Lench and a team of officers came up with a marine safety plan in the fall of 2015 for use in the summer of 2016. Central Saanich police partnered with the RCMP South Island Integrated Marine Unit.
“I met with the corporal in charge of the unit and said: ‘I’d love to get a boat on the water every Saturday night in the summer to deal with the traffic related to the fireworks.’ ”
The department approved the overtime, sending an officer out on the boat with the RCMP to patrol Brentwood Bay on Saturdays, from late afternoon until the Butchart Gardens fireworks end.

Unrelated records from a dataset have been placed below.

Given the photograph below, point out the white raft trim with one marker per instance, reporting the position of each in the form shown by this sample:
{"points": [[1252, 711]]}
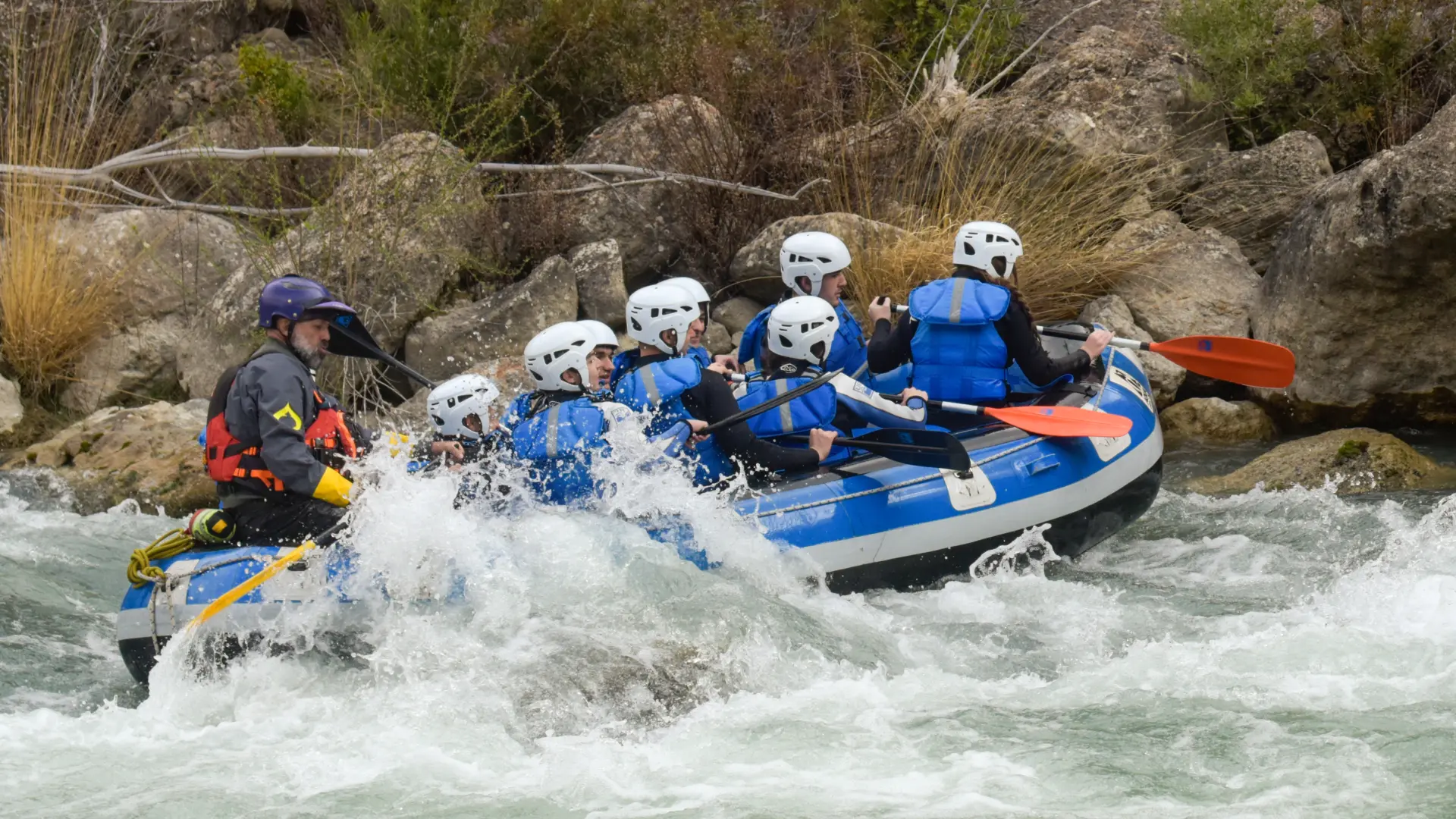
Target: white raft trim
{"points": [[1015, 516]]}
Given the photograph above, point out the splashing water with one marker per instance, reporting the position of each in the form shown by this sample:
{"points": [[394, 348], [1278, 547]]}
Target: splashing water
{"points": [[1270, 654]]}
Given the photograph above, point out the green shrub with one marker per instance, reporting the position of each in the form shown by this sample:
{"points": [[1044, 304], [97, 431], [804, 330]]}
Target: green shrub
{"points": [[1362, 76], [277, 85]]}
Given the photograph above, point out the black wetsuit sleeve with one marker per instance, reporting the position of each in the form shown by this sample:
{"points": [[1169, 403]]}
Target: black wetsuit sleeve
{"points": [[712, 401], [1019, 335], [890, 344]]}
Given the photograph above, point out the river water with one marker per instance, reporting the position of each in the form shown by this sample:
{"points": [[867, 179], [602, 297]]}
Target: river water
{"points": [[1269, 654]]}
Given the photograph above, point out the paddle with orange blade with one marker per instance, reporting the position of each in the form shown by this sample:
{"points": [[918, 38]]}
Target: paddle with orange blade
{"points": [[1225, 357], [1052, 422]]}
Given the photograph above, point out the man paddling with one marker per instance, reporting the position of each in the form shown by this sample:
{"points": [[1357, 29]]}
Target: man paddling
{"points": [[274, 442]]}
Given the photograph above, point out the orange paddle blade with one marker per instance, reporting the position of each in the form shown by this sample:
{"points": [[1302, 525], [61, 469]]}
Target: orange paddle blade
{"points": [[1231, 359], [1063, 422]]}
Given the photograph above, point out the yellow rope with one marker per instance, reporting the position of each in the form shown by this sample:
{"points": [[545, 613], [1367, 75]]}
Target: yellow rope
{"points": [[140, 570]]}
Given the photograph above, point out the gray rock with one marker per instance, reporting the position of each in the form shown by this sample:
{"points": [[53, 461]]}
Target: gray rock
{"points": [[392, 238], [495, 327], [651, 223], [1112, 314], [1215, 420], [1251, 196], [1363, 460], [166, 265], [11, 409], [737, 312], [1190, 283], [756, 265], [601, 289], [1363, 287], [147, 453]]}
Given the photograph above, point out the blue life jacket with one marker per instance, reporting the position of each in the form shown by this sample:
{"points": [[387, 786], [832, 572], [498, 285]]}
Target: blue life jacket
{"points": [[558, 445], [800, 416], [957, 353], [848, 353], [658, 388]]}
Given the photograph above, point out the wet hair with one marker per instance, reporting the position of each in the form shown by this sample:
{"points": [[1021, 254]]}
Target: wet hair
{"points": [[981, 276]]}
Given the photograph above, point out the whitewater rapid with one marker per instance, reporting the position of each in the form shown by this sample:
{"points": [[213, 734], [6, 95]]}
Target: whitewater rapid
{"points": [[1269, 654]]}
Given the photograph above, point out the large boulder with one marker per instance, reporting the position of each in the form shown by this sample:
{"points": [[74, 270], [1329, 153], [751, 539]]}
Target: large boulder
{"points": [[736, 312], [1122, 95], [495, 327], [1112, 314], [756, 265], [166, 265], [1215, 420], [653, 222], [1251, 194], [11, 409], [1362, 460], [1363, 286], [601, 289], [147, 453], [1190, 281], [391, 241]]}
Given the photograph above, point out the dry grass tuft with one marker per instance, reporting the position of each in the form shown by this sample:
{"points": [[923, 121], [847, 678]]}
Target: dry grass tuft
{"points": [[58, 111], [1065, 207]]}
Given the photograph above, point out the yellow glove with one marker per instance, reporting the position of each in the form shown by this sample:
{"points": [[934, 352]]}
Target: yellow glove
{"points": [[334, 488]]}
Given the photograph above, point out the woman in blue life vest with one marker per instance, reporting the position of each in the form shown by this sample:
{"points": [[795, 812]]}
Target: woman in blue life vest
{"points": [[677, 388], [801, 337], [971, 337], [814, 264], [560, 430], [695, 337]]}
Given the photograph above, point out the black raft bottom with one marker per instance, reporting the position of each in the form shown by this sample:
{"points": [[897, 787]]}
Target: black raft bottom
{"points": [[1069, 535]]}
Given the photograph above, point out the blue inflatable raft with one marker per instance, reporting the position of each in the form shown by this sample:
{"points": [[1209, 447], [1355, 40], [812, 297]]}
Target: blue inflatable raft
{"points": [[874, 523], [870, 523]]}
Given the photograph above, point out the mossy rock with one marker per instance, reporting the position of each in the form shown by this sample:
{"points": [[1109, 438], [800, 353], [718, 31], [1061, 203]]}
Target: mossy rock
{"points": [[1363, 461]]}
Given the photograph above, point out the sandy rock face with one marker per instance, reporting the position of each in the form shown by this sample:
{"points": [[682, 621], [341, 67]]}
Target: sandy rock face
{"points": [[495, 327], [1215, 420], [1363, 460], [1363, 284], [147, 453], [166, 267], [1191, 281]]}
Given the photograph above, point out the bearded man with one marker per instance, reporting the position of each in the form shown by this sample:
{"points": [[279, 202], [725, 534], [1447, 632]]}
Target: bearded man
{"points": [[275, 444]]}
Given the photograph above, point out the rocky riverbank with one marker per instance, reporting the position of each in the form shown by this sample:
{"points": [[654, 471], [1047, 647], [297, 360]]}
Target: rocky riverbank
{"points": [[1350, 270]]}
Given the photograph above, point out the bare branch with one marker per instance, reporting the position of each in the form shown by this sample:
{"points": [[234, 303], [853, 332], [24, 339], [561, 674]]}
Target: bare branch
{"points": [[1028, 50], [150, 156]]}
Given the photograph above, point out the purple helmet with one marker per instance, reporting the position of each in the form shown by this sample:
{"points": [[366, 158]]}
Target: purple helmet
{"points": [[291, 297]]}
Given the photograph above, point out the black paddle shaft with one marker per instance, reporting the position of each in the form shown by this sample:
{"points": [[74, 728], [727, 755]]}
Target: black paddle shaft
{"points": [[770, 404], [359, 343]]}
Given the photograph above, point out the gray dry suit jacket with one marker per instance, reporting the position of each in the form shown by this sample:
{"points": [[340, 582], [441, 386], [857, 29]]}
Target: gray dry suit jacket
{"points": [[271, 404]]}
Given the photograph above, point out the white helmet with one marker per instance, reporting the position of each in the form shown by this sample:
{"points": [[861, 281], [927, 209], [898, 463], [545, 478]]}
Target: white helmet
{"points": [[979, 243], [601, 335], [657, 309], [693, 287], [555, 350], [814, 256], [802, 328], [459, 398]]}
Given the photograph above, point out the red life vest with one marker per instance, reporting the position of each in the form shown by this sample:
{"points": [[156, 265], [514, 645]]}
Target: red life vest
{"points": [[229, 460]]}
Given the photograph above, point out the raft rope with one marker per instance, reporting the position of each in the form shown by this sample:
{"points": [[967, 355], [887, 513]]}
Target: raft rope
{"points": [[140, 570]]}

“We were out every Saturday night,” Lench says. “We shared it around to whichever officers were available. It gave them the opportunity to get out on the water. They learned about the Canada Shipping Act, small vessel regulations or individuals drinking on the boat.”
A Central Saanich officer also goes out on the RCMP boat every second Thursday to patrol Brentwood Bay, he says. “We’re showing the citizens we are out there partnering with the RCMP, getting to know the marine part of our area.”
The stepped-up enforcement has been successful, he says. The Saturday night patrols gave out violation tickets for various offences. Officers check to make sure boat operators have proper lighting, life-jackets and a bailer. Two boaters have been charged with impaired operation of a vessel.
“We’ve received positive feedback from the public in the Brentwood Bay area,” Lench says. “They’ve noticed our presence. The waters are safer. Boats are more respectful of the law.”